Wheezer’s wife, Michelle, lived in a centuries-old house on Boulevard and a sign marked it as historic, having belonged to someone named Cobb. Now it was for bereaved families—a halfway house, in which wives of the dead were given three years to adjust and remarry, find a job, or take the ultimate path of the state: breeding. I’d walked up and down outside the place all morning, smoking, drinking from a flask, just trying to find enough courage to approach the door and ignore the cameras attached to every lightpost in the area. But I didn’t have to go in; Michelle saw me and came out to the sidewalk, smiling.
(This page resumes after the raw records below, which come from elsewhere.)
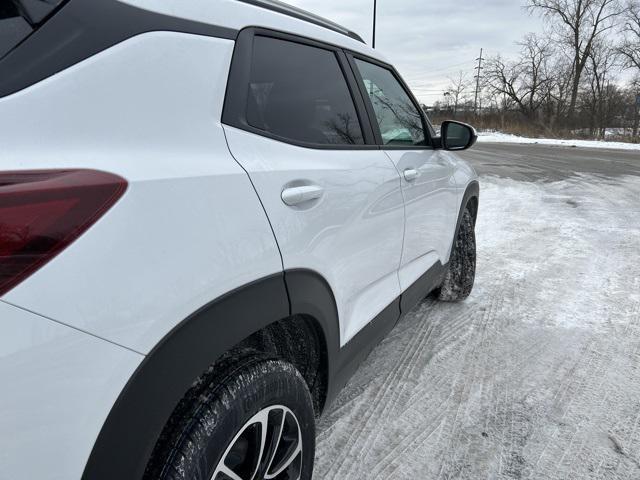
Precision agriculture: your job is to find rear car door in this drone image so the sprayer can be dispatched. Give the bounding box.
[223,29,404,345]
[349,56,457,304]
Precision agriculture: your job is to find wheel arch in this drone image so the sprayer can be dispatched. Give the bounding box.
[455,180,480,228]
[82,270,340,480]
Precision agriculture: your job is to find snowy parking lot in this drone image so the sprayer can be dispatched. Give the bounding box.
[314,145,640,480]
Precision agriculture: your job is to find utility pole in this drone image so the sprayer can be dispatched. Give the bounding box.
[473,48,484,116]
[631,91,640,140]
[372,0,378,48]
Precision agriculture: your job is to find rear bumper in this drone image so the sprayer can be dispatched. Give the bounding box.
[0,301,144,480]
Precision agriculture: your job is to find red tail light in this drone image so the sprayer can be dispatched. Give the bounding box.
[0,170,127,295]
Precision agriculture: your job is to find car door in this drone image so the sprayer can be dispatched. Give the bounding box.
[349,56,457,303]
[223,29,404,345]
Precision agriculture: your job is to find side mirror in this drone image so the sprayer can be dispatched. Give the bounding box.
[440,120,478,150]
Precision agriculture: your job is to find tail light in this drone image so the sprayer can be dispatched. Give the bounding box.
[0,170,127,296]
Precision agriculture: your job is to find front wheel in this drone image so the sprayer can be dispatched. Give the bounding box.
[147,358,315,480]
[438,208,476,302]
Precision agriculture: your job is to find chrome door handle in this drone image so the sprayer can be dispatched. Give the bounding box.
[404,168,418,182]
[281,185,324,207]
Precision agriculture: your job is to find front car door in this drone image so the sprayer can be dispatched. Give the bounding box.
[223,29,404,345]
[349,56,458,305]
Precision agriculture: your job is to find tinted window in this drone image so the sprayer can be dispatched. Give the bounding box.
[356,59,426,145]
[247,37,364,145]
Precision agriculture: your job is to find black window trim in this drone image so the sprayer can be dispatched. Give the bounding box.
[222,27,380,151]
[345,50,434,150]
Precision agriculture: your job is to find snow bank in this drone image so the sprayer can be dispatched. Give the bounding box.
[478,132,640,151]
[313,175,640,480]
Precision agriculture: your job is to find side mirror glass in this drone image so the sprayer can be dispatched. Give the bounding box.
[440,120,478,150]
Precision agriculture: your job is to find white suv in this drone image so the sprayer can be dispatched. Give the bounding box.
[0,0,478,480]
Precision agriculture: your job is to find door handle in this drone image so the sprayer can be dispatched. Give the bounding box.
[281,185,324,207]
[404,168,418,182]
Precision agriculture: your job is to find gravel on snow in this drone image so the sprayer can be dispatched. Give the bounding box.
[314,175,640,480]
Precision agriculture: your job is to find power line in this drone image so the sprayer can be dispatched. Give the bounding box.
[372,0,378,48]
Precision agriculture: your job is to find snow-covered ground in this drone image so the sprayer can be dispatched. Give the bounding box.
[314,175,640,480]
[478,132,640,151]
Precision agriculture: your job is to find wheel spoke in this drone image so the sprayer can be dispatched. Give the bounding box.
[212,463,245,480]
[211,405,302,480]
[265,411,287,478]
[251,410,269,479]
[264,444,302,480]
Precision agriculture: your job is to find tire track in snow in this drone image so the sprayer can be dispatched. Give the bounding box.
[314,172,640,480]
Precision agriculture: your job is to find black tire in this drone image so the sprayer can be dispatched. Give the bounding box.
[145,356,315,480]
[438,208,476,302]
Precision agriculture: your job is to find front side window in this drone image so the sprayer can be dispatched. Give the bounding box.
[247,36,364,145]
[356,59,426,146]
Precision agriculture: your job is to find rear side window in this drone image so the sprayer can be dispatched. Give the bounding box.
[0,0,64,58]
[247,36,364,145]
[356,59,426,146]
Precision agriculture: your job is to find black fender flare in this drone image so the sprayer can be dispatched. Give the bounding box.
[454,180,480,232]
[82,270,340,480]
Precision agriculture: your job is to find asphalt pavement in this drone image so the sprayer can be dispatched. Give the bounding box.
[314,144,640,480]
[460,143,640,181]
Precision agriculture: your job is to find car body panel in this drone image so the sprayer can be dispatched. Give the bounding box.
[385,149,459,291]
[0,301,144,480]
[224,125,404,345]
[0,32,282,353]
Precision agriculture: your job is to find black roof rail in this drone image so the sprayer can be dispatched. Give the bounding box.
[238,0,365,43]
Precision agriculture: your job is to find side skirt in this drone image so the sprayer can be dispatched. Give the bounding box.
[324,261,448,412]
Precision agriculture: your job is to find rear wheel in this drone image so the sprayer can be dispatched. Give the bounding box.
[147,357,315,480]
[438,208,476,302]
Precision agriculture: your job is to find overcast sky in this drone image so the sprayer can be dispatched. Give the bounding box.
[285,0,542,104]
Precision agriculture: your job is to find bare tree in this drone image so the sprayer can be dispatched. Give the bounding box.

“I was wondering if you’d ever show.”
“Nice place,” I said.
She took a cigarette and waited for me to light it, drawing in a deep breath. “They told me you got discharged. Medical. I figured they booted you because you finally did something wrong.”
“Yeah. I’m out. I have a plane to catch tomorrow from Atlanta, so I thought I’d stop by.”
“Were you discharged because of Wheezer?” she asked. “Or did you fuck up and get him killed?”
She was cold now, and her stare felt like twin ice picks jabbed into my throat, rendering me voiceless. What had the military claimed? I didn’t know how to convince her that it had nothing to do with me and decided it would
have required me to tell her
how
he bought it—through his own stupidity by not listening.
“I didn’t get him killed, Michelle.”
“So it was just another training accident and you stick to the bullshit, just like he used to. You’re still in the Army, Bug; it’s all over your face and you and Wheezer were the worst liars ever.”
She was crying but with no noise. Tears streamed, and I wanted to rip the cameras from their brackets, stomp on them for preventing me from telling the truth.
“Yeah. Training accident.”
“Fuck you, Bug. And him too. Both of you, with your code of silence and dreams of being supersoldiers while we stay behind and make babies. They used to have women in the service, you know. Soldiers. But I’ve spent the last months trying to figure out what kind of woman would want that duty, and I can’t come up with anything because none of this makes sense; we go to war, win or get our asses kicked, grab as much metal from the ground as possible, regroup and repopulate, then do it again. We were going to have a kid, you know?”
I nodded. “Yeah, he told me.”
Michelle sighed and took another drag, then kicked a pebble from the sidewalk. “It’s too hot here. Ninety-seven in the shade, no breeze, and a hundred percent humidity. It’s like Thailand.”
“You ever been to Thailand?” I asked. Her observation stuck the jitters to me, like it had been some kind of portent; what reason did she even have to mention the place?
“No. Why would I go
there
when I’ve been
here
?”
“No reason. But this place isn’t so bad, Michelle, compared to some I’ve seen.”